Europe’s losses only deepened as Wednesday went on, Trump’s attempts at presidential behaviour acting as a wakeup call for investors.
When a man as foolish and dangerous as Trump feels the need to start taking something seriously, despite a deep-seated wish to protect businesses at the cost of everything else, it is probably a sign that we’re in a pretty sticky situation.
And however often the markets have tried to kid themselves otherwise, we are still very much in the thick of it regarding the covid-19 crisis, especially in the United States.
That perhaps explains why the market’s reaction to Tuesday’s appearance from Trump has been to beat a retreat.
It doesn’t help that bubbling away under the surface is further diplomatic discord between the US and China – Beijing is outraged that Washington has forced China’s consulate in Houston to close down – and the ever-growing prospect of a no-deal Brexit.
Evidence of bad times came as the FTSE and pound fell in tandem.

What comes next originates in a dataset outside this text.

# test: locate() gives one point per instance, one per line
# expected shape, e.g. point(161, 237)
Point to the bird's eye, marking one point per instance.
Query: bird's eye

The UK index shed 0.9%, abandoning its latest assault on 6300 to slip back to 6215, while the latest Brexit headlines left sterling down 0.5% and 0.8% against the dollar and euro respectively.
The losses weren’t quite as pronounced for the DAX, which dropped 0.4%, taking the German bourse away from yesterday’s peak, but were for the CAC, which plunged 1.1%.
At the moment the Dow Jones is only set to slide 0.3% when trading starts stateside, though that could accelerate come opening time.
As for gold, it is continuing to benefit from the market-wide worry, climbing 0.9% to a fresh 9-year peak of $1858 per ounce.